具有离散数据的高斯混合模型
Gaussian Mixture Model with discrete data
我有 136 个数字具有 8 个高斯分布的重叠分布。我想找到每个高斯分布的均值和方差!你能发现我的代码有什么错误吗?
file = open("1.txt",'r') #data is in 1.txt like 0,0,0,0,0,0,1,0,0,1,4,4,6,14,25,43,71,93,123,194...
y=[int (i) for i in list((file.read()).split(','))] # I want to make list which element is above data
x=list(range(1,len(y)+1)) # it is x values
z=list(zip(x,y)) # z elements consist as (1, 0), (2, 0), ...
因此,通过上述过程,对于以第一个给定的数据为y值的xy平面上的136个点(x,y),得到了以此为元素的列表z。
现在我想获得每个高斯分布的均值、方差。此时的基本假设是给定的数据由重叠的8个高斯分布组成。
import numpy as np
from sklearn.mixture import GaussianMixture
data = np.array(z).reshape(-1,1)
model = GaussianMixture(n_components=8).fit(data)
print(model.means_)
file.close()
实际上,我不知道如何编写打印 8 个均值和方差的代码...有人可以帮助我吗?
你可以用这个,我已经为你的可视化做了一个示例代码-
import numpy as np
from sklearn.mixture import GaussianMixture
import scipy
import matplotlib.pyplot as plt
%matplotlib inline
#Sample data
x = [0,0,0,0,0,0,1,0,0,1,4,4,6,14,25,43,71,93,123,194]
num_components = 2
#Fit a model onto the data
data = np.array(x).reshape(-1,1)
model = GaussianMixture(n_components=num_components).fit(data)

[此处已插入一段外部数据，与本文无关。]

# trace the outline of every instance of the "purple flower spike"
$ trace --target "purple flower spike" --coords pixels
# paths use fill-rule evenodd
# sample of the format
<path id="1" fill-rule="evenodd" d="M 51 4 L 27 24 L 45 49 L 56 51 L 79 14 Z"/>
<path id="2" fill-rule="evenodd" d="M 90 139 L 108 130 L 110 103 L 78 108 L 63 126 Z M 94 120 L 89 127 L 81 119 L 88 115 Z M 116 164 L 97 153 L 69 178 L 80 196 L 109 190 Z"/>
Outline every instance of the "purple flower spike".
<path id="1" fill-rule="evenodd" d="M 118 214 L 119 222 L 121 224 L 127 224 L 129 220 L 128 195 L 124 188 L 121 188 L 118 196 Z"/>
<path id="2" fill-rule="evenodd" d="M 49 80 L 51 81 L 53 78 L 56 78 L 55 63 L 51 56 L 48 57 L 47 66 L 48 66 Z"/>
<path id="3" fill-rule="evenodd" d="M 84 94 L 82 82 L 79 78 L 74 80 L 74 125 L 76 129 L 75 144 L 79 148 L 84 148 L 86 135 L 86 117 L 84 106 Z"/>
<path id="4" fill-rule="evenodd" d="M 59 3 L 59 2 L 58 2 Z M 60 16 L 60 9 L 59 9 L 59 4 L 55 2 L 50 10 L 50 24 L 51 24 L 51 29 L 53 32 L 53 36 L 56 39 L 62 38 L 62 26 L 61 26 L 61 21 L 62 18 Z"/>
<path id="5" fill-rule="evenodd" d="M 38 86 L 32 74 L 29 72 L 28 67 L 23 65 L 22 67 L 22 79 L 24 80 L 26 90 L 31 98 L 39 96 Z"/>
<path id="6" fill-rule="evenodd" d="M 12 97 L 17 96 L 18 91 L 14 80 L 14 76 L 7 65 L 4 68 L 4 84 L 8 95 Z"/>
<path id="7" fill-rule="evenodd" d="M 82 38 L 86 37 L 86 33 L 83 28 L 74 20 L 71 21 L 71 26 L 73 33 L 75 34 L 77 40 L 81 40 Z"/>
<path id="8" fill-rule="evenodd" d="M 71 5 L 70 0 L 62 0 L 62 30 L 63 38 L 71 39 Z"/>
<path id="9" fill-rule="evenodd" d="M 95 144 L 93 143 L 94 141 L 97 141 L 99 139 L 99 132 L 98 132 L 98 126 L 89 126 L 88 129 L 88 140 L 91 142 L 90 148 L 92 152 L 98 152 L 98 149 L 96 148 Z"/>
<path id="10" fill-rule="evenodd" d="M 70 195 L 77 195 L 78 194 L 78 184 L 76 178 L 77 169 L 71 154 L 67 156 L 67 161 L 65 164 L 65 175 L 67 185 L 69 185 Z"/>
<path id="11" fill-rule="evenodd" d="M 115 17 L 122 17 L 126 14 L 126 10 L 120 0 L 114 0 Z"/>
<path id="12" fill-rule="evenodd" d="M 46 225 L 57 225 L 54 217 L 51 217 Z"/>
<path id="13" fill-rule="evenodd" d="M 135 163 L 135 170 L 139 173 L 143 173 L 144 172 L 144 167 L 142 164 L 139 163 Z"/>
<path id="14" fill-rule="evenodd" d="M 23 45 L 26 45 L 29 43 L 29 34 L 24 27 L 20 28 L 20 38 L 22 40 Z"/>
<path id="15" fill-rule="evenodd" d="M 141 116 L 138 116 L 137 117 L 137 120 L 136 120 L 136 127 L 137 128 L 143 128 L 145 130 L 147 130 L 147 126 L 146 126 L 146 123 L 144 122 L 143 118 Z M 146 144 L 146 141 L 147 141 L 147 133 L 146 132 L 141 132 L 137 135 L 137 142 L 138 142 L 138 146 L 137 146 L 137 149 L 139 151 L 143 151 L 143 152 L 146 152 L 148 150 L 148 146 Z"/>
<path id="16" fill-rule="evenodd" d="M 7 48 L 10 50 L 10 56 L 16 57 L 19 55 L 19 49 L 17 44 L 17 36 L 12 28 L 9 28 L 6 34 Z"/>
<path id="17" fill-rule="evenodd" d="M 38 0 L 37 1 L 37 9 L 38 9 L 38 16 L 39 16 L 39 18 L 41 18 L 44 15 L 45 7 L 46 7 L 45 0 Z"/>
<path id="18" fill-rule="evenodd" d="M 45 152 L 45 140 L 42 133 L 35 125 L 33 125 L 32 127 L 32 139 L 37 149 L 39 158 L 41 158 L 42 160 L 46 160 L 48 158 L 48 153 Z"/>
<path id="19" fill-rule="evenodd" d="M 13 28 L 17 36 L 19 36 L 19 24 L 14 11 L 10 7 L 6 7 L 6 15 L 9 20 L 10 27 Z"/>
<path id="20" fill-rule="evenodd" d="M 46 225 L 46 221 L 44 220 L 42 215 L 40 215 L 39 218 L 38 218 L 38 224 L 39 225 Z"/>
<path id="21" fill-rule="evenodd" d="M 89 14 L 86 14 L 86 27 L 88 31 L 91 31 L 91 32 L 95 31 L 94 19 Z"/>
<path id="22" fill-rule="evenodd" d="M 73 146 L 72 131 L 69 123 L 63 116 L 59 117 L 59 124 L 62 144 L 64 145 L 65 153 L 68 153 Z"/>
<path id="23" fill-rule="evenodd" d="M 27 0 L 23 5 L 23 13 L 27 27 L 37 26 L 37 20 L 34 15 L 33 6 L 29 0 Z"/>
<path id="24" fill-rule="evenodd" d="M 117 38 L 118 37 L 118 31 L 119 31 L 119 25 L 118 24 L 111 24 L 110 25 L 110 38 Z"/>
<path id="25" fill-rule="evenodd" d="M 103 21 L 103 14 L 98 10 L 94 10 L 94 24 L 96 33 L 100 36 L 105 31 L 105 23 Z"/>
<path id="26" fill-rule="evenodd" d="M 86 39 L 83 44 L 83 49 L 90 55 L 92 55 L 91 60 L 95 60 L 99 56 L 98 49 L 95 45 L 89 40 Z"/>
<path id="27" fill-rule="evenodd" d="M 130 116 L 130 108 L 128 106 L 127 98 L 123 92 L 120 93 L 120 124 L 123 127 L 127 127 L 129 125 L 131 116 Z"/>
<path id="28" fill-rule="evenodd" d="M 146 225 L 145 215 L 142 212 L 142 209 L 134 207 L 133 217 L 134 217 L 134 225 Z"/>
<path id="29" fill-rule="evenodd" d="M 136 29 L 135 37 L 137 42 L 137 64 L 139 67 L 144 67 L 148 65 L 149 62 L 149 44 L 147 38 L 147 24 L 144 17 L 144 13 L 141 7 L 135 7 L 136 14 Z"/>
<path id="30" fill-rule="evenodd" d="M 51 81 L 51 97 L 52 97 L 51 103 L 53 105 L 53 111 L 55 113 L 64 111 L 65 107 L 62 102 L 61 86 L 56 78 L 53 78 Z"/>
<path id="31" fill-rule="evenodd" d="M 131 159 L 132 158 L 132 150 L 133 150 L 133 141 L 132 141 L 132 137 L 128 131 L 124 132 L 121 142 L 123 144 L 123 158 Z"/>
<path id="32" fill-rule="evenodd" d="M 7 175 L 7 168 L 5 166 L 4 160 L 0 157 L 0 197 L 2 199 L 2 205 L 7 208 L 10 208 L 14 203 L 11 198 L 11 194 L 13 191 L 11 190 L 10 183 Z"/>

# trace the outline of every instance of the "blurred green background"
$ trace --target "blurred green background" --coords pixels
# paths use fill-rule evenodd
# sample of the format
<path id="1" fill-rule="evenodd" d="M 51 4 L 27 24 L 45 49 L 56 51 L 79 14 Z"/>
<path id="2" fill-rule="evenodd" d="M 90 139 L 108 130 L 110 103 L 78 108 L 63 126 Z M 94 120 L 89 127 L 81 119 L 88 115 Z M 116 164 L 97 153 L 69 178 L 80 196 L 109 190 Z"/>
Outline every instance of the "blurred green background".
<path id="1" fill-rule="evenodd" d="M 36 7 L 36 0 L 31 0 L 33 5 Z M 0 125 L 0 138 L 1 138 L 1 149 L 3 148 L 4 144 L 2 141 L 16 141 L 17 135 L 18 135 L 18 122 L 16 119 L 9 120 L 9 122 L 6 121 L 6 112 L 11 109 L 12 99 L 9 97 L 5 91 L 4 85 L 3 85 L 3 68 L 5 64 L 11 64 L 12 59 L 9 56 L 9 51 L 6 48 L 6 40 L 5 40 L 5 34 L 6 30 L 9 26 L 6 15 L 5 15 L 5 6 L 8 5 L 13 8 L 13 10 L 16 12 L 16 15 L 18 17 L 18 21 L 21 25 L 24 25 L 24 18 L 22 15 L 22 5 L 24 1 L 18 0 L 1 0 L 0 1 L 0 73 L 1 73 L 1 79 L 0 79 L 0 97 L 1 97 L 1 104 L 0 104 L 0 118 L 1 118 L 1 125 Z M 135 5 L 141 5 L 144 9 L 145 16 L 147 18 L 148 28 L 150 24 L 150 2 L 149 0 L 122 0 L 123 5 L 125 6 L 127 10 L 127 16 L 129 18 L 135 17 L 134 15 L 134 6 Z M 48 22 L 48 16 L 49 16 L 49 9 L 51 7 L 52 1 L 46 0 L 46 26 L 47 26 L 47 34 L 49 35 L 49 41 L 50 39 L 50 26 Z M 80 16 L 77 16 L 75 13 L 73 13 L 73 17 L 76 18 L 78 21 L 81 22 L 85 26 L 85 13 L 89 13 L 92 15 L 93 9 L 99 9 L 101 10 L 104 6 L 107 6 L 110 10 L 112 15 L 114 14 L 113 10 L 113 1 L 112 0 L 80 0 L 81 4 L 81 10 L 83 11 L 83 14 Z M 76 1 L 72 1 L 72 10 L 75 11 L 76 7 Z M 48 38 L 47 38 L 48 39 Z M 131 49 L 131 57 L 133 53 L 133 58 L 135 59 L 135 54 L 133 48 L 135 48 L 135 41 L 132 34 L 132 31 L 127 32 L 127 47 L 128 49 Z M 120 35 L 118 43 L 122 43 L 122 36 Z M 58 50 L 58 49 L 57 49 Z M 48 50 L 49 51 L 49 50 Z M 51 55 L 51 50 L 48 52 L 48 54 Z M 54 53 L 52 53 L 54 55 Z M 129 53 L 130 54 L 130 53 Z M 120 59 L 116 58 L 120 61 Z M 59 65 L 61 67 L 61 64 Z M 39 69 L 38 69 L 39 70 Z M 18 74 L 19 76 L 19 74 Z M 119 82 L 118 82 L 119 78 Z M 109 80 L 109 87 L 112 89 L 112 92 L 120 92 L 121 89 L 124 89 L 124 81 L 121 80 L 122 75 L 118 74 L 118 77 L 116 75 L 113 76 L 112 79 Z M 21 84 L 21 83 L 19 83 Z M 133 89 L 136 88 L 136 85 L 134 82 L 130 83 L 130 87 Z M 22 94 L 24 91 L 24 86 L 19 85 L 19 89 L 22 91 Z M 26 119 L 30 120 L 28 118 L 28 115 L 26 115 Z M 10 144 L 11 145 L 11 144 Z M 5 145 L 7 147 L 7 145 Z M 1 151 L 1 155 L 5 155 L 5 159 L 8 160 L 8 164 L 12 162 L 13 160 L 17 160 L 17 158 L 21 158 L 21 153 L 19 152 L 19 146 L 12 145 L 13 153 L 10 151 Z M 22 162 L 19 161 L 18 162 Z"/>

#Get list of means and variances
mu = np.abs(model.means_.flatten())
sd = np.sqrt(np.abs(model.covariances_.flatten()))
#Plotting
extend_window = 50 #this is for zooming into or out of the graph, higher it is , more zoom out
x_values = np.arange(data.min()-extend_window, data.max()+extend_window, 0.1) #For plotting smooth graphs
plt.plot(data, np.zeros(data.shape), linestyle='None', markersize = 10.0, marker='o') #plot the data on x axis
#plot the different distributions (in this case 2 of them)
for i in range(num_components):
y_values = scipy.stats.norm(mu[i], sd[i])
plt.plot(x_values, y_values.pdf(x_values))
我有 136 个数字具有 8 个高斯分布的重叠分布。我想找到每个高斯分布的均值和方差!你能发现我的代码有什么错误吗?
file = open("1.txt",'r') #data is in 1.txt like 0,0,0,0,0,0,1,0,0,1,4,4,6,14,25,43,71,93,123,194...
y=[int (i) for i in list((file.read()).split(','))] # I want to make list which element is above data
x=list(range(1,len(y)+1)) # it is x values
z=list(zip(x,y)) # z elements consist as (1, 0), (2, 0), ...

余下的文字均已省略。